B is for book and B is for Bread Revolution, which has been short-listed for the Gourmand World Cookbook Awards in the bread category. The book, co-authored by Patrick Ryan, of the Firehouse Bread School on Heir Island in West Cork, and Duncan Glendinning, will go up against authors from France, Austria, Denmark and Singapore for the title of Best Bread Book. The winner will be crowned at an awards dinner on February 23rd at Carrousel du Louvre in Paris. Best of luck to Patrick and vive la Bread Revolution.

Comments
  • Lithuanians: stone mad about potatoes, apparently http://t.co/aGCALTRe

  • Sorry about your lurgy! After two weeks I’ve still only mostly shaken off the Colorado version I brought home :-(

  • Sorry to hear about yours too Tim! And there I was thinking I’d done well to escape it over Christmas, only to have it strike on my return. Hope it doesn’t take as long to shake off :(

  • Dear spud, was going to write something pithy, but decided to to wish you a quick recovery instead,
    hope you are on the mend,
    Brian.

  • Ah thanks for the good wishes Brian – still coughing and spluttering a bit but I shall soldier on!

  • After a little investigation it has been found that the lithuanians are trying to take over the world by tainting their potatoes with the flu bug, this is only a theory, but beware of lithuanians bearing spuds.
    Cheers,
    The international spud conspirators.

  • From my friend Anastasija from Latvia.
    “I do not know how large the Lithuanian population of Dublin is, but there are certainly loads of Latvians in Ireland, maybe more than there are in Latvia (just joking). Maybe same is true for Lithuania.
    I cannot speak for all the European continent, but my family likes floury potatoes, and most people I know do as well. But there are varieties in different flavours and textures available, and for certain types of cooking floury potatoes would not be ideal. I was trying to remember from my trip to Lithuania what kind of potatoes we had there, but the only potato-related thing I can remember is their national dish, a sort of large boiled potato cake with minced meat inside – you would need a variety that would be rather moist to make this one. I can imagine if you want to cook it, you would even go as far as importing your home potatoes for it. It is a very tasty and filling dish, but rather tricky to make – the ‘potato dough’ tends to fall apart while you boil it, if you make some mistake in the initial stages.” I also understood that most Europeans favoured floury ones too.
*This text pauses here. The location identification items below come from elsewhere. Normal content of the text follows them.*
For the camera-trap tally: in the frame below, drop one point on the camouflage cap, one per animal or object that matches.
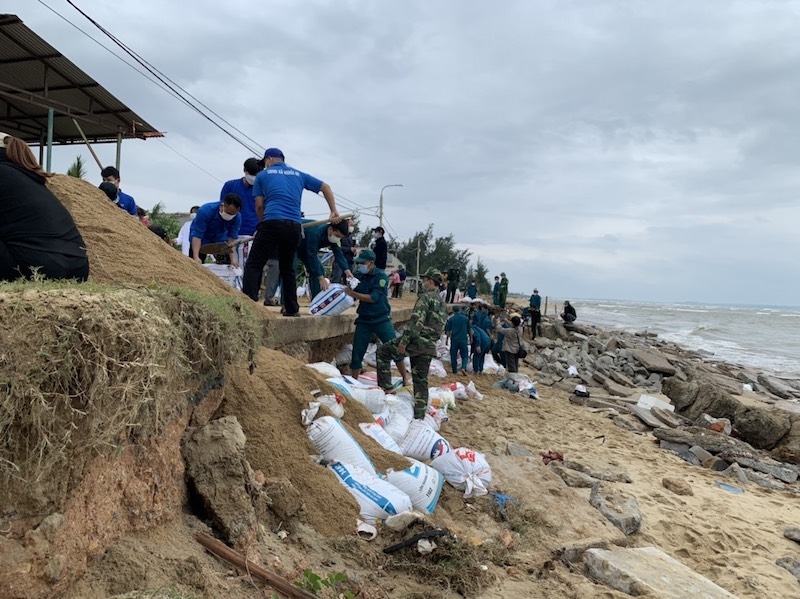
(433, 273)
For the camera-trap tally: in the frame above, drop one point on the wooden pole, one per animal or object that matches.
(277, 582)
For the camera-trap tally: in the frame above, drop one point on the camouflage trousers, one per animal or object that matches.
(419, 373)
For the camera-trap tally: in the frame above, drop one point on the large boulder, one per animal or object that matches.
(763, 428)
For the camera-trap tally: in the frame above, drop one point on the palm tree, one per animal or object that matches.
(78, 168)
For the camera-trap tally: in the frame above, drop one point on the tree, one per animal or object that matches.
(78, 168)
(169, 223)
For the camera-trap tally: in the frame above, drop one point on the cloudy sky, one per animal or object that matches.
(642, 150)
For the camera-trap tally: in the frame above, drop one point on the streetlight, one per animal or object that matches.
(380, 207)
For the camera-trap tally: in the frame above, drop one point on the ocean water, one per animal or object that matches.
(760, 337)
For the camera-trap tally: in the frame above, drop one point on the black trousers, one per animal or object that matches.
(279, 237)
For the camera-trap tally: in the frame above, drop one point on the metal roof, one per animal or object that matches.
(34, 76)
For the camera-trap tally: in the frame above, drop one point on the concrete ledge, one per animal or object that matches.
(649, 570)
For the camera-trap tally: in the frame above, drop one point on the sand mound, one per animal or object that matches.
(267, 404)
(121, 250)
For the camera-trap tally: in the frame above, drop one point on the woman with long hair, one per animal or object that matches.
(38, 236)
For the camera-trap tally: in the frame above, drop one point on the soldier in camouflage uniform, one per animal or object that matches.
(418, 341)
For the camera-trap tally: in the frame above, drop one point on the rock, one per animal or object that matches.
(654, 361)
(708, 440)
(219, 475)
(764, 480)
(763, 428)
(623, 512)
(651, 572)
(790, 564)
(776, 386)
(792, 534)
(607, 475)
(700, 453)
(716, 464)
(646, 416)
(616, 389)
(518, 450)
(620, 378)
(713, 401)
(677, 486)
(681, 394)
(787, 475)
(572, 478)
(667, 417)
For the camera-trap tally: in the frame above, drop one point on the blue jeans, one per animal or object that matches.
(383, 330)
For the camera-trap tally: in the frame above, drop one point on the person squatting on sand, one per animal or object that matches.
(37, 233)
(278, 192)
(418, 342)
(374, 312)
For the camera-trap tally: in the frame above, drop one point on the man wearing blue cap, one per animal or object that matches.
(278, 193)
(374, 312)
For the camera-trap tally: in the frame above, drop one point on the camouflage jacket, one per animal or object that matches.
(426, 324)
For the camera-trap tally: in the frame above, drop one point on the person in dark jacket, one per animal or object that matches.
(569, 315)
(380, 248)
(38, 235)
(374, 312)
(316, 239)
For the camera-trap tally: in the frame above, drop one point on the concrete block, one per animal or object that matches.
(649, 570)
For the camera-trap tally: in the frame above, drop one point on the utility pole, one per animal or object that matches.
(380, 206)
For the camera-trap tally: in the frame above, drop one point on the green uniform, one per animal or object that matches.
(420, 337)
(503, 292)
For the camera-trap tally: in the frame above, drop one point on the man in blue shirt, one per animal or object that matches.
(278, 193)
(243, 187)
(459, 332)
(316, 239)
(374, 312)
(216, 222)
(123, 200)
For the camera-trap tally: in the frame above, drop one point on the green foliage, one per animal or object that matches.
(335, 581)
(169, 223)
(78, 168)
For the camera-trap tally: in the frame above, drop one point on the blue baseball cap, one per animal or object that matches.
(273, 153)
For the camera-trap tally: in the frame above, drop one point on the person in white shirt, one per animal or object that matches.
(183, 239)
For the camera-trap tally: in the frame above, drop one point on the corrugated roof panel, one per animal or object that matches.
(51, 79)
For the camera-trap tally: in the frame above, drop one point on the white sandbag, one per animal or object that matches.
(466, 470)
(473, 393)
(333, 442)
(376, 497)
(331, 302)
(421, 483)
(334, 403)
(437, 368)
(325, 368)
(436, 417)
(401, 410)
(375, 430)
(441, 397)
(344, 356)
(423, 443)
(458, 389)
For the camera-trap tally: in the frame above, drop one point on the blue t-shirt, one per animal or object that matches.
(282, 187)
(248, 211)
(126, 202)
(210, 227)
(459, 327)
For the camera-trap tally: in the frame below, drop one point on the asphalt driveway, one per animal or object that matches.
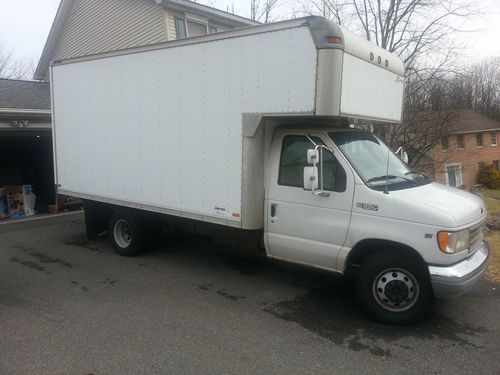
(193, 306)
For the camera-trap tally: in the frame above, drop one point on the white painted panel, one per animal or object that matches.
(370, 91)
(164, 128)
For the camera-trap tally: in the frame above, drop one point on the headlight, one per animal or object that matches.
(453, 242)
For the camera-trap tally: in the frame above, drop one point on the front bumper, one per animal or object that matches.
(455, 280)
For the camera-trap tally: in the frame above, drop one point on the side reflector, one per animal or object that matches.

David

  • Thanks so much for that David (and Anastasija!). I read a little about the dish Anastasija describes and it actually sounds to me not unlike our Irish boiled boxty (except that the boxty in question is a solid dumpling, as opposed to being meat-filled and it, too, can be tricky to make). I’d love to know if the local Lithuanian population here are cooking up these and other potato delights! Re: potato preferences, maybe it’s just the French who pooh-pooh potatoes that have a tendency to fall apart, so :)

  • The Lithuanian national dish is Cepelinai http://en.wikipedia.org/wiki/Cepelinai

    My girlfriend is Lithuanian and her lot love them ;) I’m not a huge fan myself. Just can’t warm to the texture. Although when the leftovers are cut in half and fried the next day they are particularly beautiful. Potatoes are definitely a Lithuanian favourite though.

  • Thanks for that Barry. I am now, of course, curious to try the cepelinai, just to see what I’d make of them – I’m sure that I could go for the fried leftovers, if nothing else!